PJM board chair David Mills cast the plan as a trade-off, not a ban. “This is ‘How can we do this while keeping the lights on and recognizing the impact on consumers at the same time?’” Mills said. (PJM Inside Lines)
Trump has tried to sharpen the message into politics, praising Microsoft after it agreed to pay more for its data centers and warning that big technology companies must “pay their own way” on power. He has said he does not want Americans paying higher electricity bills because of data centers. (The Guardian)
OpenAI, a Microsoft-backed AI developer, last week rolled out what it called a “Stargate Community plan” to “pay its way on energy,” saying each site would lay out a local approach that could include funding dedicated power and storage or paying for new generation and transmission. OpenAI linked the plan to Stargate, a $500 billion initiative to build AI data centers, according to Reuters. (Reuters)

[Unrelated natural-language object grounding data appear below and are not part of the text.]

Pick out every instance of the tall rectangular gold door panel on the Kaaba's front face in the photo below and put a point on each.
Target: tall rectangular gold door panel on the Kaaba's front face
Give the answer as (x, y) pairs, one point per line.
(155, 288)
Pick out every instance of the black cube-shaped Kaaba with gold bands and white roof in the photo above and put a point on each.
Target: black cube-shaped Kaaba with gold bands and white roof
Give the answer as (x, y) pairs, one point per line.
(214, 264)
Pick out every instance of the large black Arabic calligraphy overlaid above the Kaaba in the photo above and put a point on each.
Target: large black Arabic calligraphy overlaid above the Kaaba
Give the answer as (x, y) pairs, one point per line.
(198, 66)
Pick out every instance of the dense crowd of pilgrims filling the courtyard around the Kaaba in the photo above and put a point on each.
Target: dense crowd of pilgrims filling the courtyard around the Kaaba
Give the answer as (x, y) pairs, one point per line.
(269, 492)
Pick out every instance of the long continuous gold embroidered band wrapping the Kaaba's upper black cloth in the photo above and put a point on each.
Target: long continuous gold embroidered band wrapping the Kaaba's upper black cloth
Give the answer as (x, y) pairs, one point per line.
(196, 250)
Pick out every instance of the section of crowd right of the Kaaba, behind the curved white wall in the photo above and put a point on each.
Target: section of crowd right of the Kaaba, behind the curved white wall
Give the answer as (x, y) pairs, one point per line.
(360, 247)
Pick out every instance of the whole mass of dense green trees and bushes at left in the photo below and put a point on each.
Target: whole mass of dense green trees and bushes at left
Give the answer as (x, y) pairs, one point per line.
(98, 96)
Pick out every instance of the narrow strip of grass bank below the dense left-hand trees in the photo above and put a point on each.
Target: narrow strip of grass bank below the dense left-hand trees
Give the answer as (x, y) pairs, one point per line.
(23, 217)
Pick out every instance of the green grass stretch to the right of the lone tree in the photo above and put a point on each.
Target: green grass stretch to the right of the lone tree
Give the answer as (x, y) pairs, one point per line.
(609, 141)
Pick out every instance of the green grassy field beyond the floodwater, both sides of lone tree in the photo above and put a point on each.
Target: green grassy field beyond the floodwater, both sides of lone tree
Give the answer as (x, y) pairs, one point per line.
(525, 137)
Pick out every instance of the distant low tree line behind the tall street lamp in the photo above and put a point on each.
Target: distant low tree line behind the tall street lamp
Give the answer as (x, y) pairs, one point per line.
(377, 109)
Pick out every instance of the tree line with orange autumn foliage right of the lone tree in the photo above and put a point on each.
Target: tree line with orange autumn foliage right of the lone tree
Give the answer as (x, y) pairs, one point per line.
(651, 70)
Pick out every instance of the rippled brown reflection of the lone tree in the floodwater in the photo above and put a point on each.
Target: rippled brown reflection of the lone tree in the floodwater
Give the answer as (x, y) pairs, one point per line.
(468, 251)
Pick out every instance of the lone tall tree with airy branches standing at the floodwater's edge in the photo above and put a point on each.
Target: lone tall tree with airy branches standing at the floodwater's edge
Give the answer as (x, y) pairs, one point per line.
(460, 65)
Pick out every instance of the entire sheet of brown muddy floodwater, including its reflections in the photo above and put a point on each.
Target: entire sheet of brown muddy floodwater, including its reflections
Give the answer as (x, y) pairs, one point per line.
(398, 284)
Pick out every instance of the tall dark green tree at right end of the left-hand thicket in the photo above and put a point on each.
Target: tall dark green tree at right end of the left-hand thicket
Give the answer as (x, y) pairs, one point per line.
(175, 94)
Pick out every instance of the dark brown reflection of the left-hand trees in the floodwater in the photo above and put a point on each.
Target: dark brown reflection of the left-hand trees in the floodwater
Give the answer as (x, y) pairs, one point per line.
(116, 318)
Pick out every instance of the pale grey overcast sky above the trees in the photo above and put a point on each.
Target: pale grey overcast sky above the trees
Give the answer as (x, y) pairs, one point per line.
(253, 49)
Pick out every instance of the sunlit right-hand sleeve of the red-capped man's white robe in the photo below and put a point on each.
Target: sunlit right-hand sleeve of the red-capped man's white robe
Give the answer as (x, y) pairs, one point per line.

Lawmakers say the details are still thin. The senators’ probe covers companies including Google, Amazon and Microsoft, along with data center developers and operators, and Blumenthal said the responses did little to assure families they would be insulated from higher utility bills. (Axios)
But the squeeze is not just about who pays. New power plants and transmission lines take years, and the stopgap tools — curtailment rules that force large users to cut demand, special rate classes, or running backup generators — bring their own costs and fights, including local air-pollution concerns and questions about how reliably those resources can be tapped in a crunch.